I am in fact entitled to decide what runs on my computer and spotify is entitled to decide who accesses theirs. If spotify closes accounts for not watching ads and I choose to block ads literally nobody is in the wrong. We are both exercising our respective rights.
At that point it becomes a discussion on what is prudent.
If you arne't in the habit of reading 5-10 pages of legalese when you walk into random stores I wonder why you believe people will read 5-10 pages of legalese before reading the dozens of sites they visit. People care about the terms and conditions exactly when they are informed of being in breach of them and only to the extent that being in breach of them effects their life.
In this case it seems incredibly likely that said users who aren't customers in the first place even if some of them watch ads will just watch free music on youtube.

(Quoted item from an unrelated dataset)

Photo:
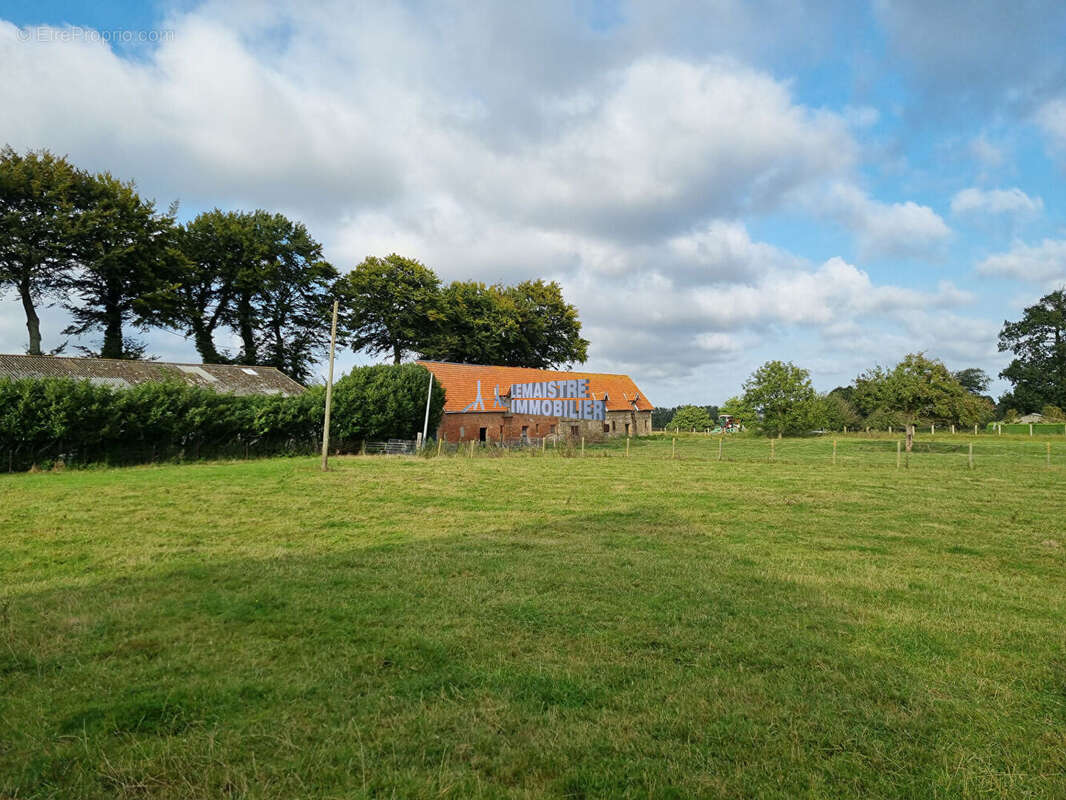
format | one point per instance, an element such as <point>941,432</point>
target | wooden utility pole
<point>325,424</point>
<point>429,397</point>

On net spotify will save money on bandwidth which is incredibly cheap to start with, gain a modicum of new subscribers, and shrink their supply of free users that are their primary source of paid users.

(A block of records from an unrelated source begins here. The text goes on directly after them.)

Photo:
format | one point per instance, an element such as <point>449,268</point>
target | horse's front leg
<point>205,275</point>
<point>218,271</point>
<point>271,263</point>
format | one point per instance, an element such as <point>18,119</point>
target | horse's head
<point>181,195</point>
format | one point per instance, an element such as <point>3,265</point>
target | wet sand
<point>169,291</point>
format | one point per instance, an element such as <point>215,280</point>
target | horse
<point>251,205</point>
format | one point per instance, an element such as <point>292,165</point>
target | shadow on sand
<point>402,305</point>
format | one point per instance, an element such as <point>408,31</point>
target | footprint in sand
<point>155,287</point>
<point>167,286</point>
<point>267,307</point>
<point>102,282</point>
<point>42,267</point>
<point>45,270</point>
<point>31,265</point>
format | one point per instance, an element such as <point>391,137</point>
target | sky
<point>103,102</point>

Presumably they are in the best position to figure out if this is worth it and we shall all see.
> Stealing is taking property with the intention of permanently depriving the rightful owner of said property.
> One cannot steal data by not watching ads because you can't deprive the owner of said data.
Well, it is. Spotify grants you the temporary license to play the copyrighted song for you listening to their ads. They _pay_ for the right to distribute that song. It's like taking something from a store and refusing to pay for it because "that store does not decide where my money goes".
> I am in fact entitled to decide what runs on my computer and spotify is entitled to decide who accesses theirs. If spotify closes accounts for not watching ads and I choose to block ads literally nobody is in the wrong. We are both exercising our respective rights.
Fully agreed.
> On net spotify will save money on bandwidth which is incredibly cheap to start with, gain a modicum of new subscribers, and shrink their supply of free users that are their primary source of paid users.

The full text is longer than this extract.